Imagine that you're 18, and everyone you know tells you that you need to go to
school to get a good job. People are competing to get into better schools, and
you get admitted to a relatively nice private college with a beautiful campus.
Your parents went to a similar college, graduated, got jobs, started a family,
and are encouraging you to do the same thing.

Except now, college is something like 5x as expensive as it was for your
parents, teachers, and advisors, adjusted for inflation. Your job prospects
after college are worse, too. Maybe you manage to pull in $15/hr and you think
it's pretty good, but meanwhile rent is 50% higher than it was for your
parents and teachers.

You feel like you were lied to, betrayed, and you feel trapped. As a society,
we _created_ this problem. I'm not trying to take away agency from the people
who chose to take out loans and study whatever they felt like, but we did send
an army of teachers and academic advisers after our children telling them that
college is what you need, and loans are how you pay for it.
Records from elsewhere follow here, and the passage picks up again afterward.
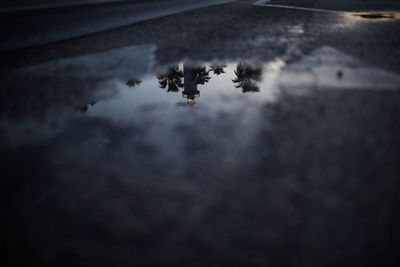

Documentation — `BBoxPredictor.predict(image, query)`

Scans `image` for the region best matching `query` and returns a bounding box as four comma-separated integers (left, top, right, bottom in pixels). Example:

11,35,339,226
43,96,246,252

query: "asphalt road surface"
0,0,400,266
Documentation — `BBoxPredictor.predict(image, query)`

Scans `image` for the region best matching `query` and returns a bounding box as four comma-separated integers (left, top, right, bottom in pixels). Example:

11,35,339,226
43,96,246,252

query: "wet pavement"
0,1,400,266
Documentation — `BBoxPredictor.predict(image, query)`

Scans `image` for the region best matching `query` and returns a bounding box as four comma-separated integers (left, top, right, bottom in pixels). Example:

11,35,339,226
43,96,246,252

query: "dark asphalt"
0,0,400,266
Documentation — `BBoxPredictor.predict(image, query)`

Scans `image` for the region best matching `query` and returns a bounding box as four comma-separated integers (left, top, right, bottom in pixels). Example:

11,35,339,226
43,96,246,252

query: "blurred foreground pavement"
0,0,400,266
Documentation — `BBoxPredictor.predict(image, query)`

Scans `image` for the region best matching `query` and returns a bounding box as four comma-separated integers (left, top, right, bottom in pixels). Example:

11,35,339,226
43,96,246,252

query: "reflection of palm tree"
126,79,142,87
191,66,211,84
232,62,262,93
210,64,226,75
157,66,183,92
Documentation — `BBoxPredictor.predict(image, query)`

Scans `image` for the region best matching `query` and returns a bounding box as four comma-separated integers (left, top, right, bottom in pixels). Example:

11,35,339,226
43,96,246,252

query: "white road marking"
253,0,347,14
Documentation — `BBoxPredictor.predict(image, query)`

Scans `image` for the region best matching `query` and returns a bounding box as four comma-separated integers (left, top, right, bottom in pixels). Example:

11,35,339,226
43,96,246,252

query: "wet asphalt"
0,0,400,266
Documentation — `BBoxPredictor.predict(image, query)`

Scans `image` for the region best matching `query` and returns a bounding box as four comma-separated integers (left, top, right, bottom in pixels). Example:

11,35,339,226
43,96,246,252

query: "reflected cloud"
126,79,142,88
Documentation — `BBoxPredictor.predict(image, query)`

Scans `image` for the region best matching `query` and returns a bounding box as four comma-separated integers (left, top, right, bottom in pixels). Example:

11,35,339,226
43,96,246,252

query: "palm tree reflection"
232,62,262,93
157,66,183,92
210,64,227,75
189,65,211,84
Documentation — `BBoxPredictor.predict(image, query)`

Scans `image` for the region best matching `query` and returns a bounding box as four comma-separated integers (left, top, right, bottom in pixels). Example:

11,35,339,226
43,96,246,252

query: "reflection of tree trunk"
182,64,200,100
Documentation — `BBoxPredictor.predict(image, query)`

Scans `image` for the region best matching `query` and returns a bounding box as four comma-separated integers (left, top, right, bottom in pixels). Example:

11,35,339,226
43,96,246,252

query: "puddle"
0,45,400,266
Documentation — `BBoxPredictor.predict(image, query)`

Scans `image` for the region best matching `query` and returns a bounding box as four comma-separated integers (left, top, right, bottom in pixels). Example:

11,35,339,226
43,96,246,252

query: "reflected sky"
0,46,400,266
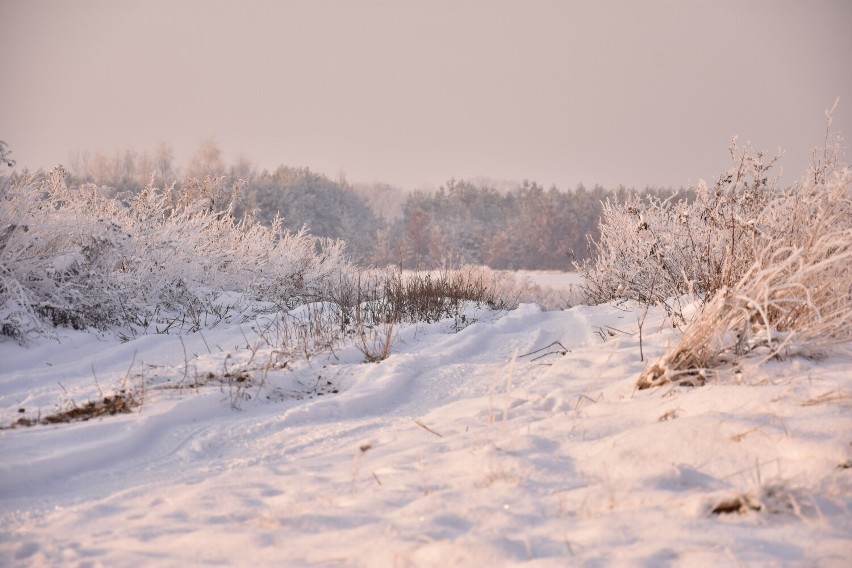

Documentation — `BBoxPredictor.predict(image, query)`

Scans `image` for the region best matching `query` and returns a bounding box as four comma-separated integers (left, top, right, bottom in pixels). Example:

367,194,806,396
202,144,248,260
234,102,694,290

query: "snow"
0,303,852,566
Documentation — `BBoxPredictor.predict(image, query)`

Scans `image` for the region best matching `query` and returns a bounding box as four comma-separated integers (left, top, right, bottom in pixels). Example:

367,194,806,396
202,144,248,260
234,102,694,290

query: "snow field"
0,304,852,566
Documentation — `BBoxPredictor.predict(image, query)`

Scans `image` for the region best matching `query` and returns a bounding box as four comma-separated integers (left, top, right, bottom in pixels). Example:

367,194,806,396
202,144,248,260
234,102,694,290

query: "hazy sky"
0,0,852,188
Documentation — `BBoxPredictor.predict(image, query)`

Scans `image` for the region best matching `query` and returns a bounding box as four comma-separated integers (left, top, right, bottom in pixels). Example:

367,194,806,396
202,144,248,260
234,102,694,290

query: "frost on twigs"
638,126,852,388
0,168,348,342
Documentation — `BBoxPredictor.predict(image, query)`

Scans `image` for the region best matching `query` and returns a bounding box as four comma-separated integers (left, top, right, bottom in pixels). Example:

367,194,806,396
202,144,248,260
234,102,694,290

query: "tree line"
63,140,674,270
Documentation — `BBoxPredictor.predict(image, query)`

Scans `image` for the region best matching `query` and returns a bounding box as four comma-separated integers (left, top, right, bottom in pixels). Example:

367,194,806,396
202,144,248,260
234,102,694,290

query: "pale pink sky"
0,0,852,188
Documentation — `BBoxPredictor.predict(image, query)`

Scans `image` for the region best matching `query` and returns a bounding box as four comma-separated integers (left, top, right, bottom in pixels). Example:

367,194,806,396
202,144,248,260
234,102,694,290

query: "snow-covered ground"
0,298,852,567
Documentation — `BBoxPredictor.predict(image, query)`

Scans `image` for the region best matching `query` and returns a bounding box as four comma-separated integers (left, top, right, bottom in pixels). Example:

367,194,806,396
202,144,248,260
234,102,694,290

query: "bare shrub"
576,138,778,304
638,126,852,388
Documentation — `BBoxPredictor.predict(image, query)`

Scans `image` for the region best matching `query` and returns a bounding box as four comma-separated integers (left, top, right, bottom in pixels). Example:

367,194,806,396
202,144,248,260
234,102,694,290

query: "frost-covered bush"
577,139,779,303
0,169,348,340
638,129,852,388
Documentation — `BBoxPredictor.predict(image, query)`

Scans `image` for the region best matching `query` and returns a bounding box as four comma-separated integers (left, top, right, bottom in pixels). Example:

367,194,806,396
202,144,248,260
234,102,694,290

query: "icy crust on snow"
0,305,852,566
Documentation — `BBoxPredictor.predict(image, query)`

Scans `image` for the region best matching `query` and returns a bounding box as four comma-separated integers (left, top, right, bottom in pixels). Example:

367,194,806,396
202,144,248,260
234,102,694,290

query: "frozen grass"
580,112,852,388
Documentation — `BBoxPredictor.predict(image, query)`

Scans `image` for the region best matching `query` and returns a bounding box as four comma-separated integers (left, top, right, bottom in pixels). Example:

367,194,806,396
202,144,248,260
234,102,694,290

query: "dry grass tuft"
638,125,852,389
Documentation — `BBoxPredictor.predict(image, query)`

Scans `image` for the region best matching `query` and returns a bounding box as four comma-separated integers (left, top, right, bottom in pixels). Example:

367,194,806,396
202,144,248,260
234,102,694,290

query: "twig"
414,418,444,438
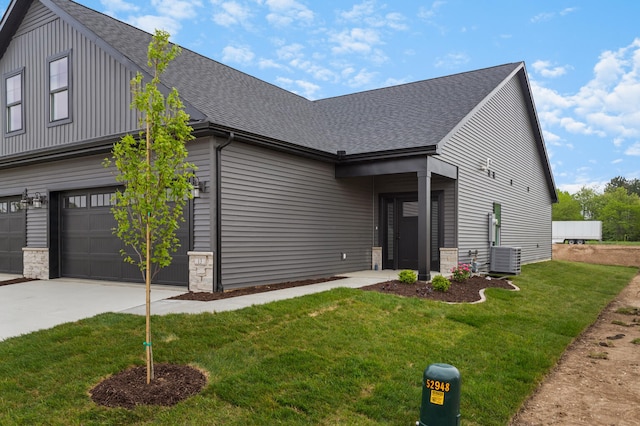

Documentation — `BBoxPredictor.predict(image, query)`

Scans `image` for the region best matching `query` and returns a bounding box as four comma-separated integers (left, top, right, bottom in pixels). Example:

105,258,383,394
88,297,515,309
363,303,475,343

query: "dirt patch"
511,275,640,426
89,364,207,409
553,244,640,267
362,276,515,303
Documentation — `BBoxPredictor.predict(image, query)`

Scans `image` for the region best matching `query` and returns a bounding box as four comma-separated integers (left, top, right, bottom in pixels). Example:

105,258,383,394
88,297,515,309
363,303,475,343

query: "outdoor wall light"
31,192,47,209
191,176,207,198
20,188,47,210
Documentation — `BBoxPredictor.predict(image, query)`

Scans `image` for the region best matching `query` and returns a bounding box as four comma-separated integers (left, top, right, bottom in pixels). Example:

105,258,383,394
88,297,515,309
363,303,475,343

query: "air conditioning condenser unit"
489,246,522,275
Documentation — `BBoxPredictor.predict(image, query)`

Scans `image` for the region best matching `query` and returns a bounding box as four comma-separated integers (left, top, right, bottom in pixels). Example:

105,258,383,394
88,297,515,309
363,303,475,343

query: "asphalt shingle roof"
51,0,521,154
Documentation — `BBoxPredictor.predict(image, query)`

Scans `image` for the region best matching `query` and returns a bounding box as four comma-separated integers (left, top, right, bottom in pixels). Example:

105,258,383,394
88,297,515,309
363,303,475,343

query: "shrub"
451,263,471,283
398,269,418,284
431,275,451,292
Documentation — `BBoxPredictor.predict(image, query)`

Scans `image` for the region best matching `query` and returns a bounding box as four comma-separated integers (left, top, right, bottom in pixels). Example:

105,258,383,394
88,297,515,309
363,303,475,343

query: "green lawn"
0,261,637,426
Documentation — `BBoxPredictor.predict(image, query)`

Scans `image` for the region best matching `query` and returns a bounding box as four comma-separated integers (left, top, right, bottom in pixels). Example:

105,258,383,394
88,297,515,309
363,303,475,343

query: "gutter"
213,132,236,292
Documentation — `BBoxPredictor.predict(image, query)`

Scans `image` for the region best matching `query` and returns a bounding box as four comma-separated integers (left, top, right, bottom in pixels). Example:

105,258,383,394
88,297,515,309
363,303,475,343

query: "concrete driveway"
0,270,398,341
0,274,187,341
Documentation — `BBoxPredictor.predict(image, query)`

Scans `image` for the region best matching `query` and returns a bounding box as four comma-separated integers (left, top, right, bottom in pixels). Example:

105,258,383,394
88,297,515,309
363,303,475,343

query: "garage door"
60,188,189,285
0,198,26,274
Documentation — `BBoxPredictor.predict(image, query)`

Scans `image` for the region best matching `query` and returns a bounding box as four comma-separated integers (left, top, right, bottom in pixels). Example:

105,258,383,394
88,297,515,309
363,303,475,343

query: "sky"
0,0,640,194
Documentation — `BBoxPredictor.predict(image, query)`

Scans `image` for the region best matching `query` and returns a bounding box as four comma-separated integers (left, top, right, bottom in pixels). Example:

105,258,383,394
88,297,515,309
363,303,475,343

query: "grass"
0,261,637,426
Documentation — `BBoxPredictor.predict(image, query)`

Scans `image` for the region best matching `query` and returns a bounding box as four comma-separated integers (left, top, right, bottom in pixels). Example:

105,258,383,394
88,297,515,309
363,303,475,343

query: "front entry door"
380,191,443,271
396,199,418,269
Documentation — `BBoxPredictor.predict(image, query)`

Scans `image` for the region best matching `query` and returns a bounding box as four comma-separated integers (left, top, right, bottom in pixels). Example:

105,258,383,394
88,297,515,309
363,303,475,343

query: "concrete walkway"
0,271,397,341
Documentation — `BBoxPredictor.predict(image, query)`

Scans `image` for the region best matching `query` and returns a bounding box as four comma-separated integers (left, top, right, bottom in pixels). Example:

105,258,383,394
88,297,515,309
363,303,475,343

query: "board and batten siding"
0,1,137,156
442,76,552,266
222,142,374,288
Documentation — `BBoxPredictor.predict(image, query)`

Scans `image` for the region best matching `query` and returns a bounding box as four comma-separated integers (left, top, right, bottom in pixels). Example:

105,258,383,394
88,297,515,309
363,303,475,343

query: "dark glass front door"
380,192,443,271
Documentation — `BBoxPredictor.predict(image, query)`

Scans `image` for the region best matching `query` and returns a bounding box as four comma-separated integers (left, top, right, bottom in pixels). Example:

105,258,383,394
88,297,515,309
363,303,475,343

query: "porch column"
418,170,431,281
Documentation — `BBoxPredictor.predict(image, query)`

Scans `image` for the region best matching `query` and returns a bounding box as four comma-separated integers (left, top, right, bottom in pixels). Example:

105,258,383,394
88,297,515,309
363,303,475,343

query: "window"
5,69,24,133
64,195,87,209
91,192,116,207
49,52,71,124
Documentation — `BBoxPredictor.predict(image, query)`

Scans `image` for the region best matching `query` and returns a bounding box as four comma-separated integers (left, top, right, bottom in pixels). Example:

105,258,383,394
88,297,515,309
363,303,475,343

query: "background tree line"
552,176,640,241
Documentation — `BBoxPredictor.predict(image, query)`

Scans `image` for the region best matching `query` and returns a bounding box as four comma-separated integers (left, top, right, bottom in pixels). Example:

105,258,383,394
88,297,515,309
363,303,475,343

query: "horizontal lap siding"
442,73,551,264
0,155,115,247
222,143,373,288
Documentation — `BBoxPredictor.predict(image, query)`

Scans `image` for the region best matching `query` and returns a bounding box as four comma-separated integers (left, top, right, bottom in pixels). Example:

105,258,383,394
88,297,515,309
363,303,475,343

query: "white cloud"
258,59,287,69
265,0,315,27
151,0,202,19
340,0,376,21
276,43,304,61
532,60,568,78
222,46,255,64
418,1,447,34
531,38,640,141
531,7,578,24
624,142,640,157
348,69,377,88
329,28,381,55
560,7,578,16
100,0,139,15
339,0,409,31
276,77,320,100
213,1,251,28
418,1,447,21
531,12,556,24
127,15,182,36
434,52,471,68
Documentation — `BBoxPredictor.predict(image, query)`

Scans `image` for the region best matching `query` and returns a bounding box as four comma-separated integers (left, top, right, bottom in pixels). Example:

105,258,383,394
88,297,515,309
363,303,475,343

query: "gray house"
0,0,557,291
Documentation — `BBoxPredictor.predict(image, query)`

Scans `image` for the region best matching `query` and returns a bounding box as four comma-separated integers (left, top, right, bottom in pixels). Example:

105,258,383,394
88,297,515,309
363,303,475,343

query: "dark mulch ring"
0,278,35,286
170,277,345,302
89,364,207,409
362,276,515,303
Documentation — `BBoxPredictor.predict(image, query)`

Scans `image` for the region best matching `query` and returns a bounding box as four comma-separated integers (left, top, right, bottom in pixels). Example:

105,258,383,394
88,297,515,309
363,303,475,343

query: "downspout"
213,132,235,292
The idea of a "non-economically practical degree" is a bit of a red herring,
here. It doesn't matter as much which degree you get as an undergraduate.
Sure, there are a few high-paying degrees like geology but in many fields you
can get work with a range of degrees. Based on what I was majoring in, people
would ask me if I was going to go into teaching, as if that were the only
option for someone in my field. Yet here I am, working in industry.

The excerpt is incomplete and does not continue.